Personal information
- Full name: John Joseph Sheehan
- Born: 29 May 1890 South Melbourne, Victoria
- Died: 17 June 1933 (aged 43) Heidelberg, Victoria
- Original team: St Ignatius
- Height: 165 cm (5 ft 5 in)
- Weight: 73 kg (161 lb)

Playing career^{1}
- Years: Club / Games (Goals)
- 1911: Collingwood / 03 (0)
- 1912: Melbourne / 00 (0)
- 1915, 1917: Richmond / 14 (0)
- Total:  / 17 (0)
- ^{1} Playing statistics correct to the end of 1917.

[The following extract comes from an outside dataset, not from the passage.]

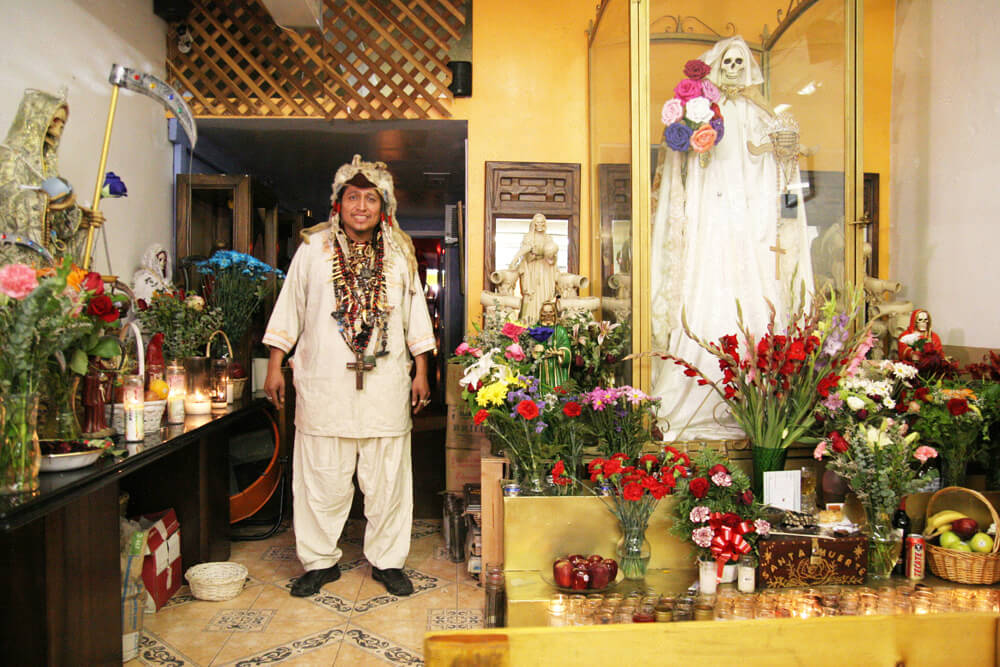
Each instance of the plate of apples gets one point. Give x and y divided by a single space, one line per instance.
577 573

= Jack Sheehan (footballer) =

Australian rules footballer

John Joseph Sheehan (29 May 1890 – 17 June 1933) was an Australian rules footballer who played with the Collingwood Football Club and Richmond Football Club in the Victorian Football League (VFL). He was also listed with the Melbourne Football Club, but never played a game.

==Military service==
He enlisted in the First AIF on 12 July 1915. He did not serve overseas. He was discharged from the AIF on 6 November 1916, on medical grounds, subsequent to surgery for a rectal fistula.

==Football==
===New South Wales===
He was the coach of the New South Wales team at the sixth Australian National Football Carnival, held in Melbourne in August 1927.